8. The replica film of claim 7, wherein the deposition layer is formed along the surface pattern of the second layer of the resin layer.

9. The replica film of claim 7, wherein transmittance of the base material layer is 20% to 80%.

10. The replica film of claim 7, further comprising a print layer disposed on the deposition layer and including at least one selected from a group of urethane-based ink, polyvinyl chloride-based ink, and a combination thereof.

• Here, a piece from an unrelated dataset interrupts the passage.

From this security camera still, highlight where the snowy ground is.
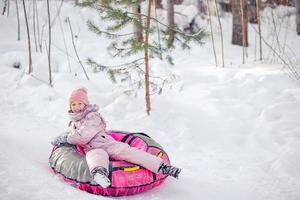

11. A method of producing a replica film of a real material, comprising:

manufacturing a stamper including a surface pattern having a shape corresponding to a surface pattern of the real material;

forming a resin layer having a first surface facing the base material layer and a second surface opposite the first surface on the base material layer; and

forming a surface pattern, that is the same as the surface pattern of the real material, on the second surface using the stamper.

12. The method of claim 11, wherein a stamper having a surface pattern having a shape corresponding to the surface pattern of the real material by plating metal on a surface of the real material and then removing the real material is formed.

13. The method of claim 11, wherein the real material includes at least one selected from a group of real carbon, real wood, natural cork, real stone, thin metal, Hanji, and combinations thereof.

14. The method of claim 11, wherein the base material layer includes at least one selected from a group of Polycarbonate (PC), Polymethylmethacrylate (PMMA), Polyethylene terephthalate (PET), and combinations thereof.

15. The method of claim 11, wherein the resin layer includes at least one selected from a group of urethane acrylate, acrylic acrylate, polyester acrylate, and combinations thereof.

16. The method of claim 11, wherein a surface pattern that is the same as the surface pattern of the real material is formed on the second surface of the resin layer by winding the stamper around a roller and supplying the resin layer to the roller.

17. The method of claim 11, further comprising forming a deposition layer disposed along the surface pattern of the second surface of the resin layer by depositing at least any one of metal selected from a group of aluminum (Al), chromium (Cr), nickel-chromium (Ni—Cr), tin (Sn), and combinations thereof; and ceramic selected from a group of titanium dioxide (TiO2), silicon dioxide (SiO2), and a combination thereof.

18. The method of claim 17, wherein transmittance of the base material layer is 20% to 80%.

19. The method of claim 11, further comprising forming a print layer on a deposition layer by printing at least one selected from a group of urethane-based ink, polyvinyl chloride-based ink, and a combination thereof.

20. An automotive part comprising:

a baser layer having a predetermined shape; and

the replica film of claim 1 disposed on the base layer,

wherein a curvature of at least a portion of the base layer is 0.5 or more.